As a blue-collar, catholic guy I just felt I should give you my take about the day after Halloween, a day that is known to us catholics as The Feast of All Saints or All Saint’s Day. There is a lot of misconception about this “saint” business so let me try to clear this up in my own way. No research here, I am just digging down inside myself trying to remember what I learned from Sister Mary Ursula and all the other good sisters way back when and how I have managed to extrapolate that information over a 50 plus year period.
First of all, let’s get something straight–Catholics DO NOT worship or adore saints. God alone is worshiped and adored. Period, Amen. So who are these people we call saints and why do we “pray” to them? Well, for starters, remember that praying is just like talking. When we pray to the saints we are talking to them. When we pray to God we are talking to God. However, there is a HUGE difference. When you talk to God it is direct, one on one, straight up. You cannot go any higher. God is the top Man. The “buck stops with Him”. Many Christians feel that there can be no intercessor between “God and man (when I use the word man I also mean woman, okay) except God Himself. Well, that is fine and perfectly okay. All of us catholics always talk directly to God too. So, what about these people called saints? (I know, I know, we catholics sure can be weird.)
Here is how yours truly looks at this saint situation. I have to compare it to baseball or football. Over the years many thousands of men (and even some women) have played baseball and football. Heck, when I was a kid we were playing stick-ball in the streets of the Bronx when we were seven years old. I guess I could safely say that millions of people have played the game over the years. The years go by and we begin to grow up and most of us fall by the wayside as far as being great football or baseball players. But there are those select few that continue to play and actually become professionals. And from that group the cream comes to the top, the “best of the best” the greatest of them all, the ones that break records and become heroes to young and old alike. These people we pedestalize and place them in a place called the “Hall of Fame”. Babe Ruth, Mickey Mantle, Willie Mays, Sandy Koufax and Jimmy Brown and Terry Bradshaw and Joe Namath and the list goes on. Immortalized forever because they were the best of the best. Well, there you have it. The Saints are the “Catholic Hall Of Fame”. They are the best of the best, the ones that loved their faith so much many died for it. There are the ones who spent their entire lives living in poverty and working with the sick and the poor never wanting anything for themselves and always having a smile on their face because they never lost sight of the prize. They showed us how the game of life should be played.
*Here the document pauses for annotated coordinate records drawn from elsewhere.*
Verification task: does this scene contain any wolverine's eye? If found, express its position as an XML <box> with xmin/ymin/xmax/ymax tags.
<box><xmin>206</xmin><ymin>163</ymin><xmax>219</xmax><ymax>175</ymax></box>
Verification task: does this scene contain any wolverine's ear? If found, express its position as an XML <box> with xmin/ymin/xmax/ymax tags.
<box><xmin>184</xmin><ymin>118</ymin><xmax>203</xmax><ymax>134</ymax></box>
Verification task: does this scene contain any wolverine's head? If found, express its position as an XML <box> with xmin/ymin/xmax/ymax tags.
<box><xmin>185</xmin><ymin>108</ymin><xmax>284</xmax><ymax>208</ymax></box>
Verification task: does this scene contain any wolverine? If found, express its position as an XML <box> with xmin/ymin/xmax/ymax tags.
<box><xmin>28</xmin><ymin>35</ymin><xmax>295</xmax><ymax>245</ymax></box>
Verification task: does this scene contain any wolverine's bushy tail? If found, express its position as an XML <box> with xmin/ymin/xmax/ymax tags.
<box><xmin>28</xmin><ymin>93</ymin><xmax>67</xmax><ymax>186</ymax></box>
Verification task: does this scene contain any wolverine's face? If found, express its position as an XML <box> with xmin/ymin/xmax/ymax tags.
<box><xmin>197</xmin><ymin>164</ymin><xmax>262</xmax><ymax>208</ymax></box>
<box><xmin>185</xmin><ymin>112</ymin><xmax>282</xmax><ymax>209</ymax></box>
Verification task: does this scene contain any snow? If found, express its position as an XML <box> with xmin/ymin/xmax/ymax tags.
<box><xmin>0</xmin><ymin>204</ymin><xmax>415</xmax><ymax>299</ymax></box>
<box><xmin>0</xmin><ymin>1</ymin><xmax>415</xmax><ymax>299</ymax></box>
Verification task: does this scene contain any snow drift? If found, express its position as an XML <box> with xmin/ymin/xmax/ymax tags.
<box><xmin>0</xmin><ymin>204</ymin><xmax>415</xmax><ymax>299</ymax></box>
Here’s the deal. We know that these folks died and went to heaven. They are with God. This is a faith thing so don’t get logical about it. Imagine if you had a big brother or a big sister and you needed something from your dad but you were sure he would say “no” so you decide to ask your big brother to put in a good word for you. And he does and dad agrees. And there it is. We ask the saints to put in a good word for us because they are with God and they “have His ear” so to speak. No, I cannot prove it. Once again, it is a faith thing. But I do believe it, without reservation.
If you want to explore this talking to the saints thing a bit further go on line or stop by your local catholic parish and check it out. You know, we all have pictures of our family members in our homes or wallets and we have statues of great people in history. Why? We honor them. Same with the saints. And for all those who did not make it into the Hall of Fame we talk to them too. You see, we are all one, big family known as the “communion of saints”. That’s right, you don’t even have to be dead to be a saint. It is a beautiful thing.